Ensuite, il y a la loi du silence et la relative impunité. C'est à leur supérieur que les victimes doivent se plaindre. Or, elles hésitent à le faire, par crainte d'être accusées de nuire à l'esprit de corps, et par crainte de perdre en cour martiale. Les crimes sexuels sont en effet traités par la justice militaire, où le comité (jury) peut être formé exclusivement d'hommes, comme ce fut le cas pour l'ex-caporale Stéphanie Raymond.

À son assermentation, M. Vance a promis la tolérance zéro.

Pour changer la culture de la maison, il devrait accepter la principale recommandation du rapport Deschamps : créer un centre indépendant qui traiterait les plaintes en marge de la chaîne de commandement. La France, l'Australie et les États-Unis ont entre autres opté pour un tel système.

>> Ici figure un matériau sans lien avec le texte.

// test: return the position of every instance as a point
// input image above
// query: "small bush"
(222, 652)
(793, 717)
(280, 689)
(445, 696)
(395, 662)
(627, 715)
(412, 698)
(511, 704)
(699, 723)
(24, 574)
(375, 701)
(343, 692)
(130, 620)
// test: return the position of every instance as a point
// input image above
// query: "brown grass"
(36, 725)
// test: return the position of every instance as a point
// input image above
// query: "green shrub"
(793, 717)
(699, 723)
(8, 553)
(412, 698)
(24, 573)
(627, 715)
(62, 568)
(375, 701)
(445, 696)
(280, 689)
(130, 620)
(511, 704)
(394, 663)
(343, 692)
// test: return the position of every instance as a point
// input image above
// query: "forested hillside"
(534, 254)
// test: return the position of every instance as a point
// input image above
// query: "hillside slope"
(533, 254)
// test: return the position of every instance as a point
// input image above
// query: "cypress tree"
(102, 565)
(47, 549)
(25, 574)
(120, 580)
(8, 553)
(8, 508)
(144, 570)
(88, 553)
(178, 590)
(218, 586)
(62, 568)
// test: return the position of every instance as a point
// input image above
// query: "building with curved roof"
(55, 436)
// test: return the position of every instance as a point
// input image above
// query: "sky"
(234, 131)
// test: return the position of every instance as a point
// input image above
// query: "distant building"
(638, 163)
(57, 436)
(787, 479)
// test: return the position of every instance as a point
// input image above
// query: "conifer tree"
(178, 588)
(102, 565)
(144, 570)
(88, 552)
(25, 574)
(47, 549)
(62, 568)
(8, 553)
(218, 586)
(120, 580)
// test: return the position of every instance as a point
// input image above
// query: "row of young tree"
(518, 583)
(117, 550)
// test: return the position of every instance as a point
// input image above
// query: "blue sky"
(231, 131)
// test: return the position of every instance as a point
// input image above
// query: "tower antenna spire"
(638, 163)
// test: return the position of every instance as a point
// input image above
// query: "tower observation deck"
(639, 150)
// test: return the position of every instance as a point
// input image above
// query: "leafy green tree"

Mais cela ne suffira pas. Car même si les plaintes mènent à des accusations, le procès qui s'ensuit doit être équitable. Pour ce faire, les crimes sexuels devraient être jugés dans le système civil. Cela ne relève toutefois pas de M. Vance. Il faudra qu'Ottawa décide de changer la loi, ou que la Cour suprême l'y contraigne. En effet, le plus haut tribunal au pays se prononcera dans les prochains mois sur le sujet.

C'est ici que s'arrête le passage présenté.